Through 15 games in the 2019 season, Pittsburgh Steelers third-year outside linebacker has put up fantastic numbers. He has 50 tackles with 14 tackles for loss, 14 sacks, 34 quarterback hits, seven forced fumbles, four fumble recoveries, two interceptions, and seven passes defensed. Among defensive players, he is right there in the argument for candidates with the most complete game in the NFL, to be sure.
The former first-round pick has already won the Steelers’ MVP Award, as voted on by his teammates, the first defensive player to be voted the team MVP since 2010 when Troy Polamalu was voted as such. That year, Polamalu also won the Defensive Player of the Year Award.
Will Watt follow suit in that same path? If he does, he will have done so against some stiff competition, including the likes of Stephon Gilmore, Chandler Jones, Shaquil Barrett, and Aaron Donald, whom it goes without saying is a perennial contender. But is he thinking about it?
“Not really, to be honest with you”, he told reporters last week while accepting his team MVP Award. “If I do any of that, my brother will humble me really quickly. And we have to win football games. I think we need to take games one at a time, and I think you saw it this past week, we lost control of our own destiny, so now it’s, we have to win this game first and foremost, and if we don’t, we don’t even get to think about the other options, so we have to take care of business first”.
For the most part, not many people are going to care if you are the defensive player of the year if your team doesn’t even make the postseason. It’ll look good on your resume at the end of your career, especially if you’re knocking on the door to Canton, but in such a team-oriented sport, collective failure surely dampens the enthusiasm for such an award.
Still, to win it is better than not winning it, and after all, T.J. has some catching up to do, as older brother J.J. Watt has already been named the Defensive Player of the Year three times in his career, and he’s still not done being dominant, even if injuries have hampered him in recent years.
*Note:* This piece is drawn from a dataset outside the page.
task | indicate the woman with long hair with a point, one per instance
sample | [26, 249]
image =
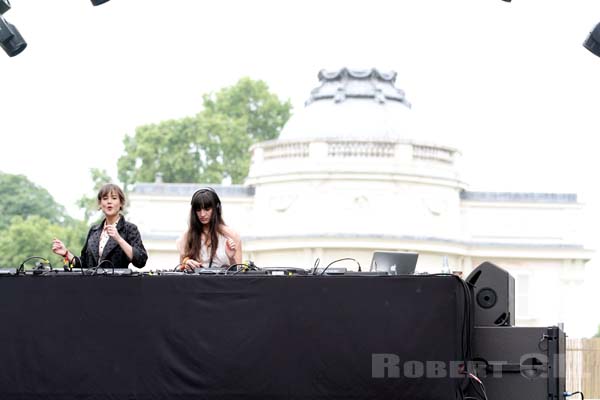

For those who may be keeping score, T.J. would need two and a half sacks today not only to break James Harrison’s team single-season sack record of 16, but also to tie his older brother for sacks in their first three seasons. T.J. is currently at 34, with 14 this season. J.J. had 36.5 in his first three years, including 20.5 in year two. He has recorded at least 16 sacks in four different seasons, most recently in 2018, and in four of the past five seasons in which he has played in more than eight games.